REVIEW

ebook THE CODE BREAKER BY WALTER ISAACSON: : A Thrilling Detective Tale of the Wonders of Nature and the Sense of Common Purpose from the Origins of Life to the Future of our Species

By Akpuruku lilian

cover image of REVIEW

Sign up to save your library

With an OverDrive account, you can save your favorite libraries for at-a-glance information about availability. Find out more about OverDrive accounts.

   Not today

Find this title in Libby, the library reading app by OverDrive.

Download Libby on the App Store Download Libby on Google Play

Search for a digital library with this title

Title found at these libraries:

Library Name Distance
Loading...

Isaacson portrays science at its most thrilling in this enthusiastic memoir of Jennifer Doudna, the winner of the 2020 Nobel Prize in medicine for her work on the CRISPR arrangement of quality altering, an adroit glance at this lifesaving, gigantically critical logical progression and the splendid Doudna, who grapples with genuine good inquiries that goes with her creation.

Doudna contributed to the identification of Crispr, a system that evolved in bacteria over billions of years to fend off invading viruses.
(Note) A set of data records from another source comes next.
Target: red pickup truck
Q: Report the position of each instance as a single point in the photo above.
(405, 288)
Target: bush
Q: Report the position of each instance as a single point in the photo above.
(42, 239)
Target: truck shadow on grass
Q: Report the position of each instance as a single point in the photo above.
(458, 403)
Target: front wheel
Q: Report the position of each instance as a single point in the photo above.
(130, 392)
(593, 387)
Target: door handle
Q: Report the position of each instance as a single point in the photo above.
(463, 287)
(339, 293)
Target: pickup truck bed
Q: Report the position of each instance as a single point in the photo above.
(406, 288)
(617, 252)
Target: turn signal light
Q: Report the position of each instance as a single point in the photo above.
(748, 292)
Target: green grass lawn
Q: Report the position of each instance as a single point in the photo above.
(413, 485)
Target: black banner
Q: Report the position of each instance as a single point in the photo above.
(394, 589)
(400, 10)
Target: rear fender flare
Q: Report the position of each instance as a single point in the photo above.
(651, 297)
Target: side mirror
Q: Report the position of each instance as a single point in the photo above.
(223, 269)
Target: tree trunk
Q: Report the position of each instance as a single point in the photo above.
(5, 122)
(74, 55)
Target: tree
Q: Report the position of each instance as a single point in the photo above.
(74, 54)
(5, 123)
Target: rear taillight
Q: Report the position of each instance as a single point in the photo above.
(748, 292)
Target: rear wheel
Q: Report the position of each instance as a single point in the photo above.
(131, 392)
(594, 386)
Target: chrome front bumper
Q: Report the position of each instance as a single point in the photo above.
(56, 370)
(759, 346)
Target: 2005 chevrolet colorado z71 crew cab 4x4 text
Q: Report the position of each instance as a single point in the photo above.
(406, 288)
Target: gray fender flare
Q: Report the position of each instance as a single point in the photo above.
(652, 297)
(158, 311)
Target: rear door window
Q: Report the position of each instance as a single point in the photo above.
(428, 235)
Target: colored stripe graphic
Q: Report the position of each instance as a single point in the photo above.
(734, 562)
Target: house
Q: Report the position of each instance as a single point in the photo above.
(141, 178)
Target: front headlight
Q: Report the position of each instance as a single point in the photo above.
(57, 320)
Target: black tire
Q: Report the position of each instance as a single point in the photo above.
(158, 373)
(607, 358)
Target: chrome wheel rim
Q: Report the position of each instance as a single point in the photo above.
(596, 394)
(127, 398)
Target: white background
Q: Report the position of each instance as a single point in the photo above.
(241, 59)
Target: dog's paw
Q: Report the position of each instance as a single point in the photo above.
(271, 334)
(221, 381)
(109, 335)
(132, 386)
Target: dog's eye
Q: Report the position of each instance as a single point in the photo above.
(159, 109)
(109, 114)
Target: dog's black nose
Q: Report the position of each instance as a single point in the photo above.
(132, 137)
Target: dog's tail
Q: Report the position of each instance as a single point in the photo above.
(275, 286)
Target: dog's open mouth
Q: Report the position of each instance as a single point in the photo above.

Crispr-Cas9, to give it its proper name, disarms viruses by slicing up their DNA.

Microorganisms created it, however the understanding that won Doudna – a natural chemist at the University of California, Berkeley – the Nobel prize in science a year ago, alongside French microbiologist Emmanuelle Charpentier, was that it very well may be adjusted to alter qualities in different creatures, including people.

This difficult, intriguing story looks at Doudna's experience and exhumes the ethical issues she wrestles with as her creation opens up an ever-increasing number of roads for logical headway.